Türk resminde bir Üsküdar Ekolü’nden söz etmek mümkün. Bir önceki nesle mensup Üsküdarlı ressamlar vardı. Süleyman Seyid Bey, Şeker Ahmed Paşa ve Zekâi Paşa Üsküdarlıdırlar. Türk resminin Üsküdar’da doğduğu bile söylenebilir. Üsküdar bu manada son derece münbit bir semt… Ressamı da, hattatı da, şairi de, bestekârı da çoktur. Tabii Hoca Ali Rıza ile aynı hassasiyeti paylaşan birçok ressam var. Üsküdarlı Cevad, Üsküdarlı Osman Asaf… Türk resminin büyük isimlerinden Nazmi Ziya Güran da Üsküdar’da Hoca Ali Rıza’nın yakınında bulunmuştu.

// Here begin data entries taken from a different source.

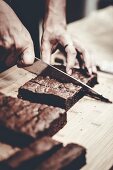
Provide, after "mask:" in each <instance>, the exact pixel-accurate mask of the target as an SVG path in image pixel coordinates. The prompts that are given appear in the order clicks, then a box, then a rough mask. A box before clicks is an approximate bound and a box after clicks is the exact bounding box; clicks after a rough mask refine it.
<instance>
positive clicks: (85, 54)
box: [74, 41, 92, 75]
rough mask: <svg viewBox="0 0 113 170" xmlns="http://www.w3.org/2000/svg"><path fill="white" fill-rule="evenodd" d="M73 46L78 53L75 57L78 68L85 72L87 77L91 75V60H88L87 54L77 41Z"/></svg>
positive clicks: (83, 47)
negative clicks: (75, 48)
mask: <svg viewBox="0 0 113 170" xmlns="http://www.w3.org/2000/svg"><path fill="white" fill-rule="evenodd" d="M74 46H75V48H76V50H77V51H78V52H79V54H78V55H77V59H78V61H79V66H80V68H82V69H84V70H86V73H87V74H89V75H90V74H92V71H91V69H90V68H91V59H90V56H89V53H88V52H87V50H86V49H85V47H83V45H82V44H81V43H80V42H79V41H74Z"/></svg>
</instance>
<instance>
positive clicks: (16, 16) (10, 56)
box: [0, 0, 35, 67]
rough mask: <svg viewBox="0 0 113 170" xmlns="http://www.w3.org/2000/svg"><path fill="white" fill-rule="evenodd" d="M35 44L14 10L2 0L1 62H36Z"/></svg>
mask: <svg viewBox="0 0 113 170" xmlns="http://www.w3.org/2000/svg"><path fill="white" fill-rule="evenodd" d="M34 56H35V55H34V46H33V42H32V39H31V36H30V34H29V32H28V31H27V29H26V28H25V27H24V25H23V24H22V23H21V21H20V20H19V19H18V17H17V16H16V14H15V13H14V11H13V10H12V9H11V8H10V7H9V6H8V5H7V4H6V3H5V2H4V1H3V0H0V62H3V63H5V65H6V66H8V67H9V66H12V65H13V64H15V63H16V62H17V61H18V60H19V64H21V65H31V64H33V62H34Z"/></svg>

Peki, sizce günümüzde Hoca Ali Rıza yeterince tanınıyor mu? Benim araştırmalarıma göre en son beş yıl önce Üsküdar Belediyesi tarafından bir sergisi açılmış. Adına düzenlenen seminerler ya da sergiler yok. Onun adına en hassas olması gereken belediye dahi beş yıldan bu yan bir çalışma yapmamış. Hoca Ali Rıza’ya karşı vefasız mıyız?
Evet, maalesef sanırım öyle... Hoca Ali Rıza son derece önemli; sadece ressam değil, aynı zamanda bir ahlak adamı... Muhafazakâr kesim, sanat deyince daha çok hat, tezhip, ebru ve minyatürü anlıyor. Bunlar da çok önemli bir yere sahip kültürümüzde, ama Hoca Ali Rıza gibi değerlerimiz de var.

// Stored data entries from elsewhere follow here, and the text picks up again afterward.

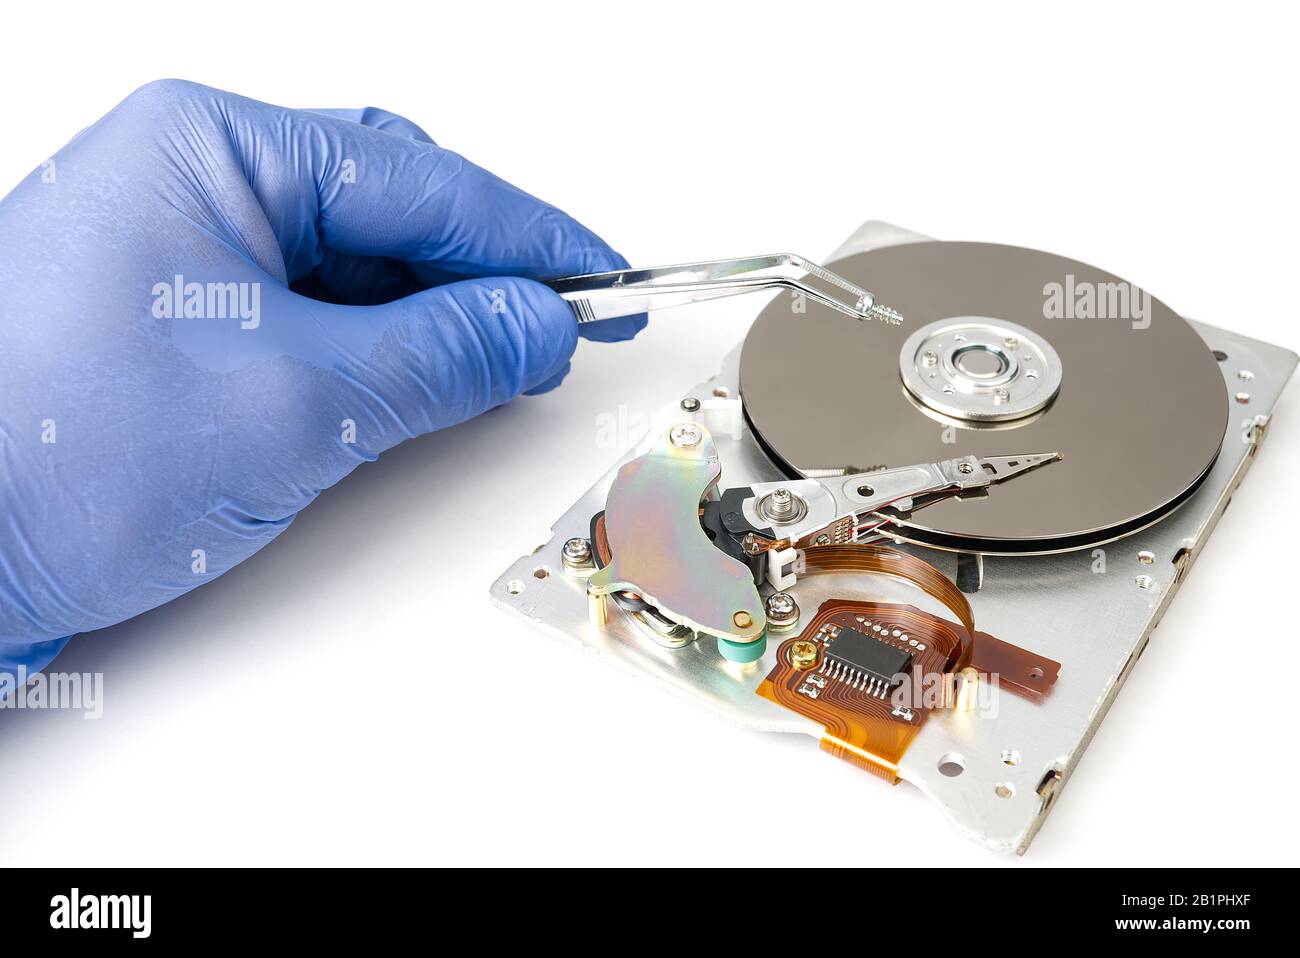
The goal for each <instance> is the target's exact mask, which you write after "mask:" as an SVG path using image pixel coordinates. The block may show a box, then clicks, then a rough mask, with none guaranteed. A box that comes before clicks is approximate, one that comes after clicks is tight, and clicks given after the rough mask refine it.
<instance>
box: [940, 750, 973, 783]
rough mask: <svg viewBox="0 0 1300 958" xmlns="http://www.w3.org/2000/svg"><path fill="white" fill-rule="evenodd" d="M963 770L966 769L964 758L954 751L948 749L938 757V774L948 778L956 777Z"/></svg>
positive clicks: (960, 755) (960, 774)
mask: <svg viewBox="0 0 1300 958" xmlns="http://www.w3.org/2000/svg"><path fill="white" fill-rule="evenodd" d="M965 771H966V759H963V758H962V757H961V755H958V754H957V753H956V751H949V753H946V754H944V755H941V757H940V759H939V772H940V775H946V776H948V777H949V779H956V777H957V776H958V775H961V773H962V772H965Z"/></svg>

Bence Üsküdar Belediyesi’nin yapması gerekenlerden biri, Hoca Ali Rıza’nın bütün eserlerinin hiç değilse röprodüksiyonlarından oluşan bir müzedir. Tabii eserlerinin orijinallerinden oluşan bir koleksiyona da sahip olmalıydı bugüne kadar. Bu müzede mesela birkaç yıl önce İstanbul Modern’de Van Gogh eserleri için yapılana benzer bir dijital sergi harika olurdu. Hani Van Gogh’un ünlü eserleri üç bine yakın dijital imajla dev ekranlara, duvarlara, tavanlara ve kolonlara yansıtılmıştı. İki yüz binden fazla sanatseverin gezdiği bu sergi doğrusu muhteşemdi.
Hoca Ali Rıza için de yapılmalı bu. Sergiyi gezenlerin kendilerini Üsküdar cennetinde hissedeceklerinden eminim.

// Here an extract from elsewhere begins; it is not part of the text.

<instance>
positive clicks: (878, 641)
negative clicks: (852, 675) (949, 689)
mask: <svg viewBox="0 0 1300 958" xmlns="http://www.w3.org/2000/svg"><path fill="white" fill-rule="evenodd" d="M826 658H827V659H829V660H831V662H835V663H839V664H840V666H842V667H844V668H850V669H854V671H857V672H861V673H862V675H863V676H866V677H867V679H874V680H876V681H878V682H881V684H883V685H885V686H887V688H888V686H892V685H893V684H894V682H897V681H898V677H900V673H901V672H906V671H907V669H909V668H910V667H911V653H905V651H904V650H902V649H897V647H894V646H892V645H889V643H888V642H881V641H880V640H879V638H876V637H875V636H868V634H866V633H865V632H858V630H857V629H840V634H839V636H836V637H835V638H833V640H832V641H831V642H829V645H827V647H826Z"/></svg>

Ve son olarak Hoca Ali Rıza’yı tabiri caizse ölüme götüren yaşamının son yıllarında yaşadığı o elim hadise... Malumunuz Hoca Ali Rıza’nın kızı, Atatürk’e, eşinin bir meselesi ile ilgili bir mektup yazıyor ve Ankara’ya görüşmeye çağırılıyor. Sonrasını sizden dinleyelim.
Evet bu hadiseyi ilk defa geniş olarak ben yazdım. Hoca’nın çok üzülerek ölümüne yol açan bir hadise... Aile 1929 yılında sürekli birinci sayfada verilen, bazan manşete çekilen haberle hırpalanıyor. Hoca Ali Rıza’nın kızlarından biri, Mısır’da eski kocasıyla ilgili bir davasının halledilmesine yardımcı olunmasını istemek için Atatürk’e bir mektup yazıyor. Çankaya’ya davet ediliyor ve özel kalemle görüşüyor. Kardeşine yazdığı bir mektuptaki bazı ifadelerden şüpheleniyor ve bir suikast davası icat ediyorlar. Kadriye Hanım’ı ve babası Hoca Ali Rıza dâhil bütün akrabalarını ve yakın temasta oldukları kişileri derdest edip hapse tıkıyorlar. Abbas Halim Paşa’nın kızları da bu davada sorgulanıyor. Fuat Şemsi Bey de… Önce İstanbul’da, sonra İzmir’de iki defa yargılanıyor, bütün baskılara rağmen beraat ediyorlar. Çünkü ortada suç yok. Hoca Ali Rıza üzüntüden kalp krizi geçirerek 30 Mart 1930’da vefat etmiştir.
Karıncayı incitmeyen bir adam suikast davasında sanık olarak yargılanıyor, düşünebiliyor musunuz? Ve bir Allah’ın kulu sahip çıkmıyor Hoca’ya.
Dönem itibari ile bir korku ortamı vardı belki de, değil mi?
Evet öyle görünüyor. Korkuyor insanlar. İşin tuhafı, o dönemde maalesef Hoca Ali Rıza gibi ressamlar ressam olarak bile sayılmıyor, Devlet Resim ve Heykel Müzesi’ne resimleri alınmak istenmiyordu. Güzel Sanatlar Akademisi’ne bölüm şefi olarak gelen Léopold Lévi, müzenin düzenlenmesinde görevlendirilince işin rengi değişti. Seyit Bey, Şeker Ahmet Paşa, Zekâi Paşa, Hoca Ali Rıza ve arkadaşlarına müzede yer verilmesini sağlayan Lévi’dir.